Nick Saalfeld: I love being with my clients. I don't like working from home because I do go stir crazy, and that's me, but it's also the opportunity to close the front door and have a work life, and then have a home life again in the evenings, but it's also there is no better way of improving your business than actually getting to hang out with your clients. That's a wonderful thing to be able to do.

Steve Folland: Nice, yeah. Now if you could tell you younger self one thing about being freelance, what would that be?

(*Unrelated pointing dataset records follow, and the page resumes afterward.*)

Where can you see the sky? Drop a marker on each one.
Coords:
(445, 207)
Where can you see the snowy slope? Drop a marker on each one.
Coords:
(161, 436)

Nick Saalfeld: I wasn't looking forward to this one. There are 20 answers to this I suppose. I thought right, here's the one that I think is most useful, and it is most freelancers don't consider themselves to be salespeople. I don't consider myself to be a salesperson, and again, why? Because we don't become freelancers to sell, we become freelancers to do. To do the thing that we're great at doing.

Nick Saalfeld: That's all groovy. On the basis that I'm not a great salesperson, and on the basis that the advice I want to give my younger self would be around selling, it is this, and I have done this and I'm not ashamed to admit that I've done this, and it took me time, and I know I'm preaching to the choir, that there will be people listening to this that go, "Oh yeah, that's me as well." Take your day rate, whatever it is, stand in front of a mirror and practice saying, "I am X pounds a day." Not, "I am X pounds a day, but you can have me for half that if you let me do X, Y, Z, or if a duh, be duh, be duh, be duh, be duh."

Nick Saalfeld: Because I spent so much of my time doing that. It's like, "Well, this is my rate," and before anyone's complained, you're already dropping your prices. It's something we all do because we want our clients to be happy. We want to look after them.

Nick Saalfeld: Literally, and I have done this, stand in front of the mirror and say, "It's X pounds a day," and then have that silence. It's a painful silence because you want to fill it with, "I can offer you a better deal." Never, ever do that because you're worth it for crying out loud. Practising actually articulating what you cost, and then ideally, for a follow-up, a couple of reasons why you're worth it, that's really useful. It's something that everyone finds really, really hard.

Steve Folland: Nice. Nick, thank you so much and all the best being freelance.

Nick Saalfeld: Thank you. Absolutely a giggle, and a joy to meet you, fabulously virtually. Brilliant. Cheers.